Se giró, pero no fue muy lejos. Sin levantarse de la silla, Trevor metió los dedos bajo el cinturón de su bata y la obligó a detenerse. Luego la hizo volverse hacia él, tiró de ella y la atrapó entre los muslos abiertos, de modo que la cara de éste quedó a la altura de sus pechos.

– Gracias por el desayuno -murmuró.

– Era lo menos que podía hacer.

Kyla bajó la mirada hacia la coronilla de Trevor. Allí se le formaba un remolino. No resultaba fácil, pero resistió el impulso de enredar sus dedos en los mechones de ébano para comprobar si eran tan sedosos como parecían.

Le resultó difícil mantener los ojos abiertos cuando un pómulo áspero rozó uno de sus senos. Finalmente sus ojos perdieron la partida y sus párpados se cerraron. Notaba el aliento de Trevor mientras la nariz de éste se hundía entre sus pechos.

– Te has dado un baño esta mañana -no era una pregunta.

– Sí.

– Hueles bien. A jabón. A polvos. A mujer.

Exploró la zona con la boca y, finalmente, localizó su pezón por encima de la tela de la bata. No lo besó, ni lo chupó. Se limitó a frotarlo una y otra vez con los labios separados hasta que notó que se endurecía, y entonces lo tocó con la lengua.

– El desayuno estaba delicioso -murmuró. La piel de Kyla estaba húmeda allí donde la respiración de Trevor se filtraba a través de la tela-. ¿Hay postre? -hundió más la cara en su cuerpo, en dulce abandono. Pero casi inmediatamente se retiró y miró hacia arriba-. ¿Mmm? -cuando vio la expresión trémula de Kyla, sonrió, se puso de pie y la hizo retroceder un poco-. No importa. Vístete y vamos a buscar a ese niño antes de que tus padres lo echen a perder con tanto mimo -miró el reloj del horno-. Cuando lleguemos a su casa, estarán saliendo para la iglesia. Me gustaría llevaros a todos a comer al bufé del Club del Petróleo.

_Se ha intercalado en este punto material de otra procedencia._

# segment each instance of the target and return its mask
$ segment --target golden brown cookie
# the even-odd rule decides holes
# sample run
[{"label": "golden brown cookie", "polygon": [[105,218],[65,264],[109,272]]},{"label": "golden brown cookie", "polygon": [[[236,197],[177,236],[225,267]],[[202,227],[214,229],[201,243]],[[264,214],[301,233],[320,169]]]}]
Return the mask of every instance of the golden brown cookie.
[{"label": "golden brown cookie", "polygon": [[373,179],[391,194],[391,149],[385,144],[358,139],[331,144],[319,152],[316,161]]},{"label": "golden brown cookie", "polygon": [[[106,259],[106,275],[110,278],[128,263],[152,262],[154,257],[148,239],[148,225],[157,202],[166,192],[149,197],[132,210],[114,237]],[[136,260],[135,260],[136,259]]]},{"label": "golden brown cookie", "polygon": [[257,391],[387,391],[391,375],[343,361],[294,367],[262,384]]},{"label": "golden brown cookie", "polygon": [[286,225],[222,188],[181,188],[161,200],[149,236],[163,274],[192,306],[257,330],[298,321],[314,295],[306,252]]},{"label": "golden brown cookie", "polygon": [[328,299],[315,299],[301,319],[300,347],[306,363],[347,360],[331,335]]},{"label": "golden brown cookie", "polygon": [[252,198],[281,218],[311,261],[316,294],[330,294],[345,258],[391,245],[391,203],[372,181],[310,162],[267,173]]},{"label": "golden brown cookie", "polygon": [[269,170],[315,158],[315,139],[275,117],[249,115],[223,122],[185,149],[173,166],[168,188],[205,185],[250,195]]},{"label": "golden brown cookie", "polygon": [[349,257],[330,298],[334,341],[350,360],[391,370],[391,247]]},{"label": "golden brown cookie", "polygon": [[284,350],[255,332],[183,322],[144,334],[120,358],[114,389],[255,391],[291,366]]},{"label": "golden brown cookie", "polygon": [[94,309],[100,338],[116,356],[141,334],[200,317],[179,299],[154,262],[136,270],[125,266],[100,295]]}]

– No somos socios -consiguió decir Kyla. Todavía sentía las oleadas de placer que había provocado la boca de Trevor en su pecho.

– Pero yo sí -le pellizcó la nariz-. Recogeré la cocina mientras te arreglas. Quiero presumir de esposa -la besó deprisa y le dio una palmadita en el trasero.

Kyla salió del baño veinte minutos más tarde, peinada y maquillada. Entonces cayó en la cuenta de que Trevor y ella no compartían la cama pero sí el dormitorio.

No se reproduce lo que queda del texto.